MedRxiv has an active following ready to weigh in — the site receives over 10 million monthly page views. Within minutes after a study goes live, scientists begin providing feedback, posing questions, and evaluating methods and findings. This commentary plays a vital role in calling attention to suspect research, say Krumholz and Ross. When one virology paper suggested that there were similarities between the coronavirus and HIV and that the former might be man-made, it led to widespread criticism from scientists and a retraction within 48 hours.
“When an engaged community is looking at papers, there’s an opportunity for rapid feedback,” Ross said. “It’s a great example of how the process can work.”
Preprints are not meant to detract from the role of traditional journals, Ross emphasized, adding that both have an important role to play. “Journals play the role of validator,” he said. “They stamp and approve finalized knowledge. With preprints, the point is to learn from one another.”

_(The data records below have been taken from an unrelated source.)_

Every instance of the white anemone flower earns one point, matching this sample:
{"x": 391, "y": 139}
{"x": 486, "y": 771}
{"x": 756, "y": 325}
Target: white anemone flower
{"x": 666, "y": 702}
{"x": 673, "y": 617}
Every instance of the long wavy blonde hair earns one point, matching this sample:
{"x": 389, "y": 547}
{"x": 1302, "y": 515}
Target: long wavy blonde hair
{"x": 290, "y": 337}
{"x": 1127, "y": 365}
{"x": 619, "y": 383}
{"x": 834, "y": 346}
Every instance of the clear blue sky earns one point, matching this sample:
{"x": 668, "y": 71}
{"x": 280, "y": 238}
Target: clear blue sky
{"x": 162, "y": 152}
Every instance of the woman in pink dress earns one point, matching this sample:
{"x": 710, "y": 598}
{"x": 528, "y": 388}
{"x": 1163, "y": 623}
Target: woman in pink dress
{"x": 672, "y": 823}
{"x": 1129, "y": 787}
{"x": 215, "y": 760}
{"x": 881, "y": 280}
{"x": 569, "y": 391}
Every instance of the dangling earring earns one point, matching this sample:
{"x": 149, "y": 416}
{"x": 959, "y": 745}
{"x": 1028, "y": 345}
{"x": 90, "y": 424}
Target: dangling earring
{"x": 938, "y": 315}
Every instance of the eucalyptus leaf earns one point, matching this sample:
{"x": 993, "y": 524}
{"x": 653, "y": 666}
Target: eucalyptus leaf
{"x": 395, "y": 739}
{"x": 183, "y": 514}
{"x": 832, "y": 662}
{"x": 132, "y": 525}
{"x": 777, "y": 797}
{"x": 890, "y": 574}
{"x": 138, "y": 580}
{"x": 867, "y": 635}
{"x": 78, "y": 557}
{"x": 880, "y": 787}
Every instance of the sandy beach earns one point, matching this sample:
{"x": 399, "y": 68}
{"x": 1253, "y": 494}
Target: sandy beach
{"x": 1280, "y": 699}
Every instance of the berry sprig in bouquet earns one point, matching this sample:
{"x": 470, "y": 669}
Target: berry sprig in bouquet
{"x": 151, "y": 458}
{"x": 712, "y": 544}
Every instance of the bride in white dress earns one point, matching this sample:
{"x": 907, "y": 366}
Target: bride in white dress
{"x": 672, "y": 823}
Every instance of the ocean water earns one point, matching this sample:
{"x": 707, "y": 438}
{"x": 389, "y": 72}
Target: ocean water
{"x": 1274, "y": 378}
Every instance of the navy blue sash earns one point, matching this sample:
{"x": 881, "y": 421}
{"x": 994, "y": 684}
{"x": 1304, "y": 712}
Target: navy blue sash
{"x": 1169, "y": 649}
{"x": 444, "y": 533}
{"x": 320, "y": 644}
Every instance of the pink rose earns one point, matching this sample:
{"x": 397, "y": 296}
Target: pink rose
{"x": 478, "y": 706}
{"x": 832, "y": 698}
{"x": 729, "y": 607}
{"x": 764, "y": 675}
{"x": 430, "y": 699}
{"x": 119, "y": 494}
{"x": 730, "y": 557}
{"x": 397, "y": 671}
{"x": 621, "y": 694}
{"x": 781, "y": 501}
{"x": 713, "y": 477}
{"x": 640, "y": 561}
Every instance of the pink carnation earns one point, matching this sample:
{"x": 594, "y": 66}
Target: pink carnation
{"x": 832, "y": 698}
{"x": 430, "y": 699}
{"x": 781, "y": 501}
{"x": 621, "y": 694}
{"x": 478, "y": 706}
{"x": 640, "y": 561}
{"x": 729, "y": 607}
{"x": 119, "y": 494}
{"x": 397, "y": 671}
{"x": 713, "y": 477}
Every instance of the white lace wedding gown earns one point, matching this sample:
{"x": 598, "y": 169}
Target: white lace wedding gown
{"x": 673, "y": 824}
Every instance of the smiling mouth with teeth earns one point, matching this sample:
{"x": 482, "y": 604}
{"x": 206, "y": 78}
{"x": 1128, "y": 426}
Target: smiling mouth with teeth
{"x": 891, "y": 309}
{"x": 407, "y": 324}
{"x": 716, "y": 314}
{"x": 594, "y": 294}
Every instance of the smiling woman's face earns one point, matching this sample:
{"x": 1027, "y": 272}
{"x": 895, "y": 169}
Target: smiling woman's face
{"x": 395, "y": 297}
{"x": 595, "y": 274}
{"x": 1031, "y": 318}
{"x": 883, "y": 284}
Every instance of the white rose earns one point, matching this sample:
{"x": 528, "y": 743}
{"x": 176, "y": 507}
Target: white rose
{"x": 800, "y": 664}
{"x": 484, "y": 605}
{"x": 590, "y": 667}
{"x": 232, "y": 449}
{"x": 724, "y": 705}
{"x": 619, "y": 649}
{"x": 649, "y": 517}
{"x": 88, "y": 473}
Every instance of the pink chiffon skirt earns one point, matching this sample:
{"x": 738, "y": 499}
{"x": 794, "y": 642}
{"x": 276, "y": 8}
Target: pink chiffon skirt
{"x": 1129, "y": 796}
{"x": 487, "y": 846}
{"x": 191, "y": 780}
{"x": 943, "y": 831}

The grant from the Chan Zuckerberg Initiative will help medRxiv scale up its screening efforts for incoming papers, support machine-readable content to make papers easier to find, and improve education and advocacy related to preprints more generally.
Yale has long been a leading advocate for making science open and shareable. In 2013, Krumholz, Ross and others were behind the launch of the Yale Open Data Access (YODA) project. It has made clinical trial data generated by Johnson & Johnson, Medtronic, and other data partners from over 400 trials and counting available to researchers for independent projects.
A preprint server for clinical research was the next logical step, said Krumholz.
“This has changed people’s view of preprints,” he said of medRxiv. “It is one of the things I am most proud of.”